C’è gente che arriva sempre con cinque (o dieci, o venti, o trenta) minuti di ritardo cronico. A scanso d’equivoci, non c’entra niente l’imprevisto che, per carità, può sempre capitare. Arrivare in tempo agli appuntamenti, alle riunioni o per la consegna di un lavoro è sempre e solo una questione di pianificazione. Organizzarsi, tenendo conto degli imprevisti, non costa niente.

Il sorriso

Un sorriso non ha prezzo, nel senso che è sempre molto “apprezzato” ed è una “competenza” (anche questa) che non costa niente.

La stretta di mano

Abbiamo generalmente a che fare con due categorie di persone: quella degli “energumeni”, i quali hanno sentito dire che la stretta deve essere energica e ti frantumano il metacarpo, e l’altra che fa della “leggerezza” una ragione di vita , lasciandoti la sensazione di aver tenuto in mano un merluzzo del banco del pesce. Non servono master per imparare a stringere la mano nella giusta maniera.

L’atteggiamento vincente

Tutte le mattine, prima di uscire di casa, abbiamo in tasca un interruttore con due posizioni: “Oggi tutto congiurerà contro di me” e “Oggi sarà una giornata fantastica”. Dipende da noi, e solo da noi, dove spostare la levetta.

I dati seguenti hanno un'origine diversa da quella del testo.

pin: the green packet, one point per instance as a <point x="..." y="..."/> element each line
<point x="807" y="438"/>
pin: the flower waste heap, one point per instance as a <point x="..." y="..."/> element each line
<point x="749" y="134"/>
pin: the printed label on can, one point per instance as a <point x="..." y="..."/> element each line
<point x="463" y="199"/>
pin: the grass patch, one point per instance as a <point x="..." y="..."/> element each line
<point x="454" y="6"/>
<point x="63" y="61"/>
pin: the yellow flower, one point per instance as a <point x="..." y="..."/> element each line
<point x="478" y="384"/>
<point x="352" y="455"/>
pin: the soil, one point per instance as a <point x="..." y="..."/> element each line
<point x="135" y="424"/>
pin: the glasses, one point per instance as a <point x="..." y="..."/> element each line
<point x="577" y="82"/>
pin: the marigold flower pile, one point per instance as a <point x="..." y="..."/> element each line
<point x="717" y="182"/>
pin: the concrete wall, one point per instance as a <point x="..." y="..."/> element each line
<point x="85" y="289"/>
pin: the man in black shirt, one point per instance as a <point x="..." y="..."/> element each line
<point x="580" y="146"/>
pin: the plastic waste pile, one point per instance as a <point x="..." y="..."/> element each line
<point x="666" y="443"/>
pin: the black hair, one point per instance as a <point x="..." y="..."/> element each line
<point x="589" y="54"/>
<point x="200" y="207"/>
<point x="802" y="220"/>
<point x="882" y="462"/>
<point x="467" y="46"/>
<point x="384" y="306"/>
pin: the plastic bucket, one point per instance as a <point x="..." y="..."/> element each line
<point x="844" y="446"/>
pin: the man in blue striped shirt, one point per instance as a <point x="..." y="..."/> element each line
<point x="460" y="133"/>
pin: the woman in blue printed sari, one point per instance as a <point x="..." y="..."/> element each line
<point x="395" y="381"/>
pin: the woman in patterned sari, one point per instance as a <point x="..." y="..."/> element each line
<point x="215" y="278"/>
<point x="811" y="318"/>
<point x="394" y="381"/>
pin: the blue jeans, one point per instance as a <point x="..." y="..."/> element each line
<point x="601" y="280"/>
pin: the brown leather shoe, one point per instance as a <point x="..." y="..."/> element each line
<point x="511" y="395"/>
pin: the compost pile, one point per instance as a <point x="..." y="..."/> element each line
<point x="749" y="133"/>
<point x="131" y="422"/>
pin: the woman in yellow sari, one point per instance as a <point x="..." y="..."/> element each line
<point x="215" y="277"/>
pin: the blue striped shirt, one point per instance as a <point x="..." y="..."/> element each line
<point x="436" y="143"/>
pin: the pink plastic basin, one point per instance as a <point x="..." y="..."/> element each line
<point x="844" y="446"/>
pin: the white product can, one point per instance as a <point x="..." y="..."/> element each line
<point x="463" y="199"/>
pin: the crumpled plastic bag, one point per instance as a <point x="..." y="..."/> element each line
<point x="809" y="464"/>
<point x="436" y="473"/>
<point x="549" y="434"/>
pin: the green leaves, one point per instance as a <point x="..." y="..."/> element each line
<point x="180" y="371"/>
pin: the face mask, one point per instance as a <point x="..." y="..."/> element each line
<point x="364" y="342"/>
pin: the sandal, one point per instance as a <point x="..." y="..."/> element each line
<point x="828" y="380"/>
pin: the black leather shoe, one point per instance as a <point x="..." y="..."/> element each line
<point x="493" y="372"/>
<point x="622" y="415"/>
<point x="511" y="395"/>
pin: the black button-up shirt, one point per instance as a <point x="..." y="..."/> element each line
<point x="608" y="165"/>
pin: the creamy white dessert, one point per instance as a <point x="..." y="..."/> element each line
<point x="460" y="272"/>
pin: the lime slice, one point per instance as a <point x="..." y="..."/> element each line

Indipendentemente dalla situazioni, ci sono sempre due reazioni emotive possibili, fra loro distanti anni luce: farsi abbattere dagli eventi o trasformare le avversità in occasioni. Pensa positivo, non costa niente.

Credi in ciò che fai

Le persone amano vedere la coerenza negli occhi dei loro interlocutori. Puoi conoscere l’universo dello scibile umano, ma se non riesci a contagiare chi ti ascolta, tutto sarà inutile. Mentre parli, fai brillare i tuoi occhi di autentica passione.

Diventa collaborativo

Nessuno di noi sarebbe ciò che è se, per dirne una, i filosofi dell’antica Grecia non ci avessero tramandato il loro sapere. In sostanza, elaboriamo, assembliamo, modifichiamo conoscenze vecchie di millenni. La condivisione del sapere è il primo passo (anche questo a costo zero) per diventare autorevoli.

Fai le cose bene… perché a farle male ci si impiega lo stesso tempo (e spesso di più)

La qualità paga, sempre. Curare i dettagli estetici di una presentazione, riflettere su come migliorare il contenuto di una email, cercare le fonti a sostegno di una tesi, non è mai tempo sprecato. Anzi, sovente i lavori “tirati via” vanno rifatti e non è scontato che la seconda occasione sia ugualmente foriera di successo.

Capisci gli altri per farti capire

Un vecchio adagio dice che prima di giudicare ti devi sempre mettere nei panni degli altri. Spesso in “questi panni” ti senti stretto, è normale. Ma prova a chiederti: “Se anche loro avvertissero la mia medesima costrizione?”. Il concetto di empatia è tutto qui.

Prima di affrontare una discussione, una conferenza, un dibattito, rifletti sul fatto che ognuno possiede la sua esclusiva rappresentazione della realtà. Concentrati, bastano pochi secondi per sentire risuonare dentro di te le percezioni degli interlocutori. Fallo, non costa niente.